Today is my birthday. More importantly, today is when we open Sarah Ruhl's play Dead Man's Cell Phone. This last month has been a wild and exhausting ride as we've prepared and opened (or will have opened by tongith) two shows. We opened Always Patsy Cline last weekend, and then plunged into technical rehearsals for Dead Man's Cell Phone the next day. Don't ask me how they are going, as I've almost been reduced to taking one step at a time without having any clear perspective given the workload.
But then, that's not entirely accurate, because I can say that all the artists involved have been doing stellar work and I'm very, very pleased and proud of the efforts they are putting forth. Always Patsy is doing quite well and is a treat to behold. Dead Man's is one of our best efforts at Wayside Theatre, and is going to rattle a few cages as it is a different kind of show than we normally do. (Yeah, it makes our audiences think and I know many don't like that.) But the two preview audiences enjoyed it immensely yesterday, and in very different ways. The afternoon audience laughed quite a bit and applauded at the end of almost every scene. The evening audience was a listening audience that then came alive with laughter when Jeanne met Gordon and all the pieces came together for them. It was quite a ride. Tonight's opening audience will probably be somewhere in between, but then I imagine Ms. Ruhl's play will have a different response for each of the performances here at Wayside Theatre during the run. Call me twisted, but I relish that thought.

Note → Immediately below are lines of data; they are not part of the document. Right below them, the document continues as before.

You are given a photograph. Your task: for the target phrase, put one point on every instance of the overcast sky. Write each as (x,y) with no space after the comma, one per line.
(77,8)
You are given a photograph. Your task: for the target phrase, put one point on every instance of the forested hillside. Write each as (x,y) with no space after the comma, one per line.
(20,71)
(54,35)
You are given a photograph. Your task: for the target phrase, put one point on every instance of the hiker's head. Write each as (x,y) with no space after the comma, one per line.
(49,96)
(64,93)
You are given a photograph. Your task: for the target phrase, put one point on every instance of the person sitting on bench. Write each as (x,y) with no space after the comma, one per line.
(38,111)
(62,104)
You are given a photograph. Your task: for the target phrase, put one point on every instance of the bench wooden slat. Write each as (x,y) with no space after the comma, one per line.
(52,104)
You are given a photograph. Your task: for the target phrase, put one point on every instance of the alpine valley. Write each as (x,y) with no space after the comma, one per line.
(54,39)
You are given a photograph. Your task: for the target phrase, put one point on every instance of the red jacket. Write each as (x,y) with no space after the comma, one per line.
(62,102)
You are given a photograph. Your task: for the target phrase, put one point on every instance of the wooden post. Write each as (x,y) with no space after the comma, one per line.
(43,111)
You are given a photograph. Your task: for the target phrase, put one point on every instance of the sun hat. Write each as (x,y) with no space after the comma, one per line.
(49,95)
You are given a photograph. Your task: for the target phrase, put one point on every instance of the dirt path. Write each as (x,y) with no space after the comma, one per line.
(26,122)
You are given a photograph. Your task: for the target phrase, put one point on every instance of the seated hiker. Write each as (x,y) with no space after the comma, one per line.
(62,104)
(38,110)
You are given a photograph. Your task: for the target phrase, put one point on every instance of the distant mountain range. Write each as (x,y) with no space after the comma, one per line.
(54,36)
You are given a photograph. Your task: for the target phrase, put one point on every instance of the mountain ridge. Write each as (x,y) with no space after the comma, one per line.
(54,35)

Back to the birthday thing. I'm somewhat blessed that I'm doing what I want to be doing as I tick of number 54 today. I have to admit that it is getting harder and harder to do it given the fiscal challenges we continually face. It's weird as the challenges that surround making the art grow more difficult each and every day, the joy of getting in and doing the art becomes more powerful for me. It also becomes easier on some levels as all of the other bull shit seems like it just wants to make walking to the stage feel like wading through a dung heap. The dichotomy is astounding and sometimes almost too much to handle these days. I'm questioning more and more whether or not the highs are worth the lows, even though, like an addict, I find the thought of losing the highs terrifying.
But then, we get a moment like the many we had in each of the two previews yesterday where the audience and the show meet in some sort of union or communion and I realize how precious and fragile this all is, and how much it needs to be preserved. More importantly, how much I need to keep doing it and how much it is like oxygen for me.
As truthful as that is for me, I have to admit I'm finding it tougher and tougher to convince those who need to support this thing to do so, and that's wearing me down quite a bit. The bitch of it is, in our circumstance, while the challenges are large ones, in order to manage our way through it, the support we need really isn't that enormous.
Perhaps I delude myself when I wrestle with all of this and think it is all worthwhile. There's no doubt that art (in any form) is increasingly more disposable, which implies the artists are as well. The truth that art exposes is also increasingly disposable and maybe that's the key. Why dwell on the truth, when it is easier and more numbingly intoxicating to swallow bromides and half-truths and call it a day?
Anyway, it's a birthday today, and another opening night. Along the way, I'll be at the Always Patsy Cline performance this afternoon. I doubt I'll blow out any candles along the way, as we'll all be working too hard to make both a success. In so many ways, that's a gift given better than any other.